08 December 2010
I Won't Be Your Enemy
I'm carving again. This time I'm working on a pattern that will overlay the tan-colored areas of the print, the "Palestinian territories" on my map. I like using patterns to show cultural ties to land. I first did it on the Locusts In Babylon print and then I used patterns again on Vast Unpeopled Lands. I searched online for an Islamic pattern to use and this one stopped me in my tracks when I saw that it includes a 6-pointed star. The inclusion of the star speaks to the ancestral ties of the Jewish and Palestinian people (both tracing their lineage back to Abraham) and it can also represent the Bible-based claims some Jews make to West Bank land.
While I carve, I continue to contemplate peace. Thanks to everyone who joined the conversation in the last post about peace and not eating meat. I found a lot to think about there and I'll probably circle back around to that topic again.
Being an artist, and especially working with a method that could be called "slow art," I do have a lot of time to contemplate. And being a blogger, I receive input from other people that helps my contemplation develop. My blogger/printmaker friend Katka (her relief printing blog is The Blue Chisel) left a comment last month recommending an author named Maxine Kaufman-Lacusta. I Googled her and discovered that Kaufman-Lacusta is a peace activist who has written a book called Refusing to Be Enemies: Palestinian and Israeli Nonviolent Resistance to the Israeli Occupation. The book looks excellent, but it doesn't exist in audio form and I can't read while I carve and print, so I didn't buy it. But I've gotten a lot of mileage out of simply contemplating the title: Refusing to Be Enemies.
Thinking about it, I realized that I've been on the receiving end of someone's refusal to be enemies, and I can attest that it is an utterly disarming tactic. It happened almost 20 years ago when I first started dating my partner Lynn. Between us, Lynn has the sunnier disposition while I can be a little pessimistic and prone to outbursts. One day I was especially irritable and I was trying to pick a fight with her.

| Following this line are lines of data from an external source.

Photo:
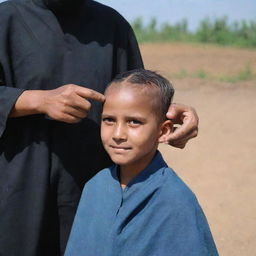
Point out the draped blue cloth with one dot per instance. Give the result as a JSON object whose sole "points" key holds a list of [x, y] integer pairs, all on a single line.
{"points": [[156, 214]]}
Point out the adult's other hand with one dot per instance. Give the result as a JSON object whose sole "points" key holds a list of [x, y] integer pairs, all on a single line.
{"points": [[187, 120], [68, 103]]}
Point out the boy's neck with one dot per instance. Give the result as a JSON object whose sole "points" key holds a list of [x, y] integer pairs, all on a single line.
{"points": [[130, 171]]}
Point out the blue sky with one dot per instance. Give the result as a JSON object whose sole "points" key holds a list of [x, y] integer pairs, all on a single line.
{"points": [[193, 10], [175, 10]]}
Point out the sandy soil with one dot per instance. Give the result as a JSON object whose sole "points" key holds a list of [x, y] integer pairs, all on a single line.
{"points": [[220, 164]]}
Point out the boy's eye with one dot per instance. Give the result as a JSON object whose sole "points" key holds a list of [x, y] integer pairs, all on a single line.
{"points": [[108, 120], [135, 122]]}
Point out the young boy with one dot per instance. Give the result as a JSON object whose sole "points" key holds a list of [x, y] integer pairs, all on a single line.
{"points": [[139, 206]]}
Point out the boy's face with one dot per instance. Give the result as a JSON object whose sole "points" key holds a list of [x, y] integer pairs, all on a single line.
{"points": [[130, 128]]}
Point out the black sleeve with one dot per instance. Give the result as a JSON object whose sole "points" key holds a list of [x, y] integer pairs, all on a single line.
{"points": [[8, 93], [8, 97]]}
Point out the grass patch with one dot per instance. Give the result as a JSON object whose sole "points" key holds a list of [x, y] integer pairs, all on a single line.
{"points": [[245, 75]]}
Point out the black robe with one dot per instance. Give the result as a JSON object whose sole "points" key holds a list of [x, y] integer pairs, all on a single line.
{"points": [[45, 163]]}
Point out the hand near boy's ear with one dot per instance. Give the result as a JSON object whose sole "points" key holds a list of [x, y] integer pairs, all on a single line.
{"points": [[166, 130], [188, 120]]}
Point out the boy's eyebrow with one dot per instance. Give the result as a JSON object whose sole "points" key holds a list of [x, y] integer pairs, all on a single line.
{"points": [[126, 117]]}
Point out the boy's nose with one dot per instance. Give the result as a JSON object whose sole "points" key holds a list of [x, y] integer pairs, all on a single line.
{"points": [[119, 134]]}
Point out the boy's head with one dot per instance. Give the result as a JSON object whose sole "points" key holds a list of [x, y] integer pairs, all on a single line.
{"points": [[134, 117]]}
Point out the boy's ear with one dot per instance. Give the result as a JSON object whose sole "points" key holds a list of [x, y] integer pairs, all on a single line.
{"points": [[165, 130]]}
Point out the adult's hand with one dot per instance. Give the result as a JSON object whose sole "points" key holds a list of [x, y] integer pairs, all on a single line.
{"points": [[68, 103], [187, 120]]}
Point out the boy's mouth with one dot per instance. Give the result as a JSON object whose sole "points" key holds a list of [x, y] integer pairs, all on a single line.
{"points": [[120, 148]]}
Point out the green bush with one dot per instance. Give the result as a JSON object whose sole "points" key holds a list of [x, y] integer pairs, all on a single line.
{"points": [[218, 31]]}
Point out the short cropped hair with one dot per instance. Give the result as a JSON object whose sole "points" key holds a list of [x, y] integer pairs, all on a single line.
{"points": [[150, 78]]}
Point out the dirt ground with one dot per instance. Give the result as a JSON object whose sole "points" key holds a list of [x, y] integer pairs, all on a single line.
{"points": [[220, 164]]}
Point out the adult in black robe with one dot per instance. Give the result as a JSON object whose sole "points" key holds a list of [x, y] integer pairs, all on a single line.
{"points": [[44, 159], [44, 163]]}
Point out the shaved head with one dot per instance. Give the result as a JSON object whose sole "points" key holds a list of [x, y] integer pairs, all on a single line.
{"points": [[154, 86]]}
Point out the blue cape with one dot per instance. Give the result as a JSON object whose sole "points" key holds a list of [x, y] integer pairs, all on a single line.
{"points": [[156, 214]]}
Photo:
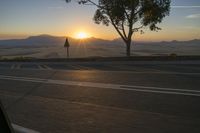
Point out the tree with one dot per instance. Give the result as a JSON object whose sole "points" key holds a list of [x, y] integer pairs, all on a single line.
{"points": [[129, 16], [66, 45]]}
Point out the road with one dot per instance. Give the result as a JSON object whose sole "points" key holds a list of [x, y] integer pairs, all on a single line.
{"points": [[116, 97]]}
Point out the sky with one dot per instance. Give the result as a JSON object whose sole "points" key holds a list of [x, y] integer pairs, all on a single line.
{"points": [[23, 18]]}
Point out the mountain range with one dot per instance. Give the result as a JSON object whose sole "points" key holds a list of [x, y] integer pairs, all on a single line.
{"points": [[47, 46]]}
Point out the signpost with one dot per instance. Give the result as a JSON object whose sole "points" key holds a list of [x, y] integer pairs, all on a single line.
{"points": [[66, 45]]}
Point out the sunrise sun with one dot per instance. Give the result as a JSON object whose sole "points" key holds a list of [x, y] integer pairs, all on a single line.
{"points": [[82, 35]]}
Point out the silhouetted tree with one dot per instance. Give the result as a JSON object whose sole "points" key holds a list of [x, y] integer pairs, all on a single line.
{"points": [[129, 16], [66, 45]]}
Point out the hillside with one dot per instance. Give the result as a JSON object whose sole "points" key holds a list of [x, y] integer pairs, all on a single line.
{"points": [[46, 46]]}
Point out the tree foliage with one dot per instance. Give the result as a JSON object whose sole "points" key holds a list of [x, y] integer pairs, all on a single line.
{"points": [[129, 16]]}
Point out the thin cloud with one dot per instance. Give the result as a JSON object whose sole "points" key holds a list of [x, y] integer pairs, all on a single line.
{"points": [[55, 7], [193, 16], [185, 7]]}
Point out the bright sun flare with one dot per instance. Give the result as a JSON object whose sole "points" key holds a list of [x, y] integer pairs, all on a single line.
{"points": [[82, 35]]}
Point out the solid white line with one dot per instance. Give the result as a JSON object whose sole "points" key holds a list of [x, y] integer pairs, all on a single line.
{"points": [[40, 67], [13, 66], [21, 129], [18, 66], [108, 86], [47, 67]]}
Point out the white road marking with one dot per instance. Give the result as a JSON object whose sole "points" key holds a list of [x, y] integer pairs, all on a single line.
{"points": [[13, 66], [47, 67], [21, 129], [18, 66], [44, 67], [40, 67], [160, 90]]}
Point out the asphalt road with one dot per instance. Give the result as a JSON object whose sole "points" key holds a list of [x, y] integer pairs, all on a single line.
{"points": [[102, 97]]}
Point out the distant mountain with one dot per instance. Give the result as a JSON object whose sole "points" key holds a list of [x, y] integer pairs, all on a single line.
{"points": [[48, 40], [47, 46]]}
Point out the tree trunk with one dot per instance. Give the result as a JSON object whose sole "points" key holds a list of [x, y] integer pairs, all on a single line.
{"points": [[128, 48], [67, 52]]}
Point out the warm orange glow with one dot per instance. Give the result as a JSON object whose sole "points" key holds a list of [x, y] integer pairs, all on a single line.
{"points": [[82, 35]]}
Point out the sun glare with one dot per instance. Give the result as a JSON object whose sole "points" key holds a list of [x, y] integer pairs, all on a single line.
{"points": [[82, 35]]}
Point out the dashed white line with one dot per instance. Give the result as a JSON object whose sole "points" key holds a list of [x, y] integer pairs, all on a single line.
{"points": [[160, 90]]}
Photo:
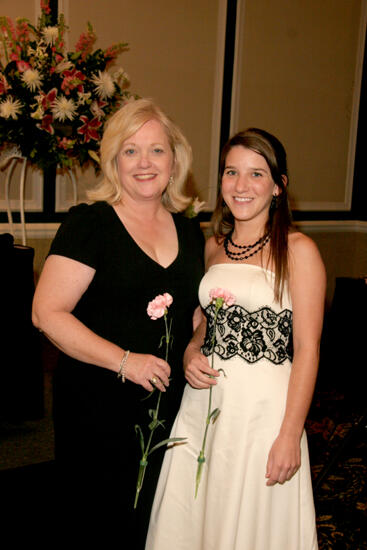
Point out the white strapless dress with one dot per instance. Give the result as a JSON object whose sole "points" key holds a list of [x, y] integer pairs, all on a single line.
{"points": [[235, 509]]}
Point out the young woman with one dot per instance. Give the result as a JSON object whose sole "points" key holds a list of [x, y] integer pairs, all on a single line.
{"points": [[255, 490]]}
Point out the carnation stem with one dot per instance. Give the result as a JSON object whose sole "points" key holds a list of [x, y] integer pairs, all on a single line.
{"points": [[201, 457], [152, 426]]}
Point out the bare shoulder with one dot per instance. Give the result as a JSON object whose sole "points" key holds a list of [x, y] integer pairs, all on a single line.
{"points": [[304, 253], [302, 247]]}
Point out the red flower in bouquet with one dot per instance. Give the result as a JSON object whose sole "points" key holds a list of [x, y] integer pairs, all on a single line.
{"points": [[48, 94]]}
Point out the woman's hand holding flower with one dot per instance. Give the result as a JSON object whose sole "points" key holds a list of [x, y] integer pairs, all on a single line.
{"points": [[284, 459], [198, 372], [141, 368]]}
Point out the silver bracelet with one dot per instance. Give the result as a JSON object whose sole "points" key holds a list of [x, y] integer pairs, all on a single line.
{"points": [[121, 373]]}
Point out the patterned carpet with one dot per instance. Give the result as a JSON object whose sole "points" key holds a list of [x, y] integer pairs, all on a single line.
{"points": [[336, 429]]}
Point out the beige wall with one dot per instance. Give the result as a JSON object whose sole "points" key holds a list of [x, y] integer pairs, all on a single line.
{"points": [[297, 77], [172, 57], [298, 63]]}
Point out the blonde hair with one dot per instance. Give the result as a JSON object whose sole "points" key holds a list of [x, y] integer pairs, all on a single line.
{"points": [[123, 124]]}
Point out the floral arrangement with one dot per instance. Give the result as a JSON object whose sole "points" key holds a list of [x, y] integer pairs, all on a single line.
{"points": [[53, 104], [156, 309], [221, 299]]}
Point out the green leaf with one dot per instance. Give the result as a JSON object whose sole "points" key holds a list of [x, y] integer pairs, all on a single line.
{"points": [[165, 442], [149, 395], [214, 415], [139, 432]]}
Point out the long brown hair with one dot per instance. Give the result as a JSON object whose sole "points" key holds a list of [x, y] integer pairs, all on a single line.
{"points": [[280, 218]]}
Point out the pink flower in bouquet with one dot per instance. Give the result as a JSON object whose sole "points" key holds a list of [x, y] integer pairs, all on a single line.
{"points": [[158, 307], [225, 295], [221, 298]]}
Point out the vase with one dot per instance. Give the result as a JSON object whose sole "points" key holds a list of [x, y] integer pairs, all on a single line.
{"points": [[14, 159]]}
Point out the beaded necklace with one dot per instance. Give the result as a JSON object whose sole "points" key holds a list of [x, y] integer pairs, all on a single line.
{"points": [[246, 251]]}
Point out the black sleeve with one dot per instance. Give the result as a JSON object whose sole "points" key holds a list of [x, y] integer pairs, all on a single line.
{"points": [[78, 236]]}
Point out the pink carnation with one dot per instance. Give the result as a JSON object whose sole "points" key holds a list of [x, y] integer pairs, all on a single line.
{"points": [[228, 298], [158, 307]]}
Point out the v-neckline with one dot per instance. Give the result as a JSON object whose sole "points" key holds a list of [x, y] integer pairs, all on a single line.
{"points": [[174, 218]]}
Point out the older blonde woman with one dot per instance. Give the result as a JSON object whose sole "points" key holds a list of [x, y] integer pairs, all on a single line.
{"points": [[108, 260]]}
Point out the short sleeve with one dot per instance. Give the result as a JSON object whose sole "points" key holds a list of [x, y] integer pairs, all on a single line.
{"points": [[78, 236]]}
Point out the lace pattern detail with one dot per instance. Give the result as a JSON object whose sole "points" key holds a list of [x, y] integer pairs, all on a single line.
{"points": [[250, 335]]}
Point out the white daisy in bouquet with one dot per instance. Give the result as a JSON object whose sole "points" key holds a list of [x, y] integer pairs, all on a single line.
{"points": [[53, 103]]}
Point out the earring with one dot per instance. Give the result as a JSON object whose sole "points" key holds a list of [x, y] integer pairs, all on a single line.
{"points": [[274, 202]]}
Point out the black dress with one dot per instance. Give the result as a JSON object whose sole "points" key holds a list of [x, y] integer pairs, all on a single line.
{"points": [[97, 449]]}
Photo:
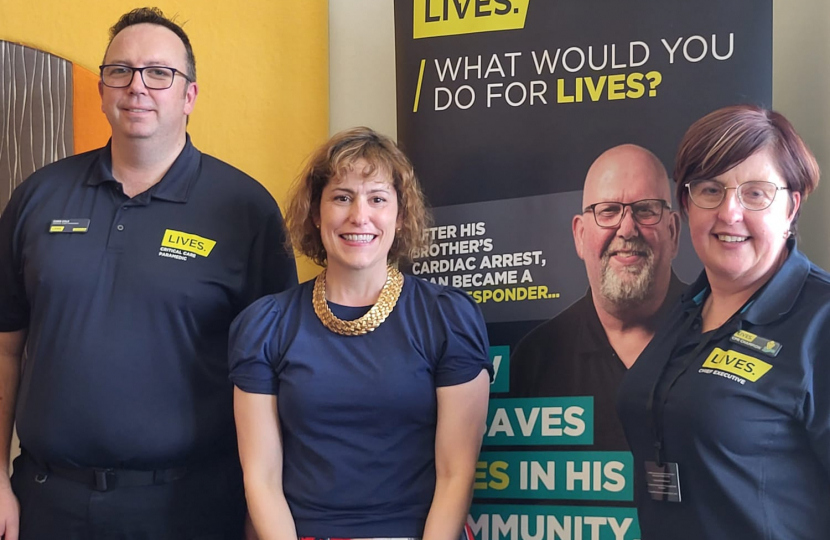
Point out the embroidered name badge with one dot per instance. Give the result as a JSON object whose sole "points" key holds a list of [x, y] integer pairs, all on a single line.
{"points": [[80, 225], [182, 246], [756, 342], [735, 363]]}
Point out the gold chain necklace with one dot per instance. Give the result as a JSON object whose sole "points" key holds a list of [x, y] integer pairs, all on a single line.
{"points": [[372, 319]]}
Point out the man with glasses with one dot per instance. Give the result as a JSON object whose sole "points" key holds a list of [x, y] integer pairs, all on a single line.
{"points": [[627, 234], [121, 270]]}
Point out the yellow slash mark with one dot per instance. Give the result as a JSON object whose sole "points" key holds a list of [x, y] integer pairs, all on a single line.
{"points": [[418, 89]]}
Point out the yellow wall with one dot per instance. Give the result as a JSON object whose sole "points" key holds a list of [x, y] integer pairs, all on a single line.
{"points": [[262, 67]]}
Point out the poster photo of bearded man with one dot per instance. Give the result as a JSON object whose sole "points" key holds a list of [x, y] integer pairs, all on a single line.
{"points": [[627, 234]]}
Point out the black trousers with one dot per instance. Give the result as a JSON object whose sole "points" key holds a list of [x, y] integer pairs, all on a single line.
{"points": [[207, 504]]}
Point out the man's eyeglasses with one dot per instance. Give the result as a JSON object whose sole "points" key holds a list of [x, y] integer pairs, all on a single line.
{"points": [[645, 212], [153, 77], [755, 195]]}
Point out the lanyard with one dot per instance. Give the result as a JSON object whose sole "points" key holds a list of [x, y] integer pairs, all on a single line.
{"points": [[656, 413]]}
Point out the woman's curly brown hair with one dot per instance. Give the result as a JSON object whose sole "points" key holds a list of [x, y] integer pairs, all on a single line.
{"points": [[336, 158]]}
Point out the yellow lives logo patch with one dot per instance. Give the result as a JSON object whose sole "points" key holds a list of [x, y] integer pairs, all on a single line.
{"points": [[733, 362], [188, 242], [433, 18]]}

I kept saying argumentative things and Lynn kept deflecting my comments, letting it all roll off her like water. Finally she simply said "I'm not going to fight with you." So there I was, all wound up with nobody but myself to fight with. The fire that I had been trying to ignite quickly sputtered out.
Not that it's easy to refuse to be enemies. When someone wrongs you, the easiest thing in the world is to become indignant. Righteous anger can be pretty exhilarating. If the confrontation is over more than a trivial matter it can take tremendous effort to restrain oneself. But it can be done. Maybe peace isn't the absence of conflict. Maybe peace is a decision to stop fighting. Or even a decision to stop struggling against fighting. Lynn could have fought with me about fighting, but she didn't even engage with me at that level. She just refused to allow me to turn her into my enemy. We have that power.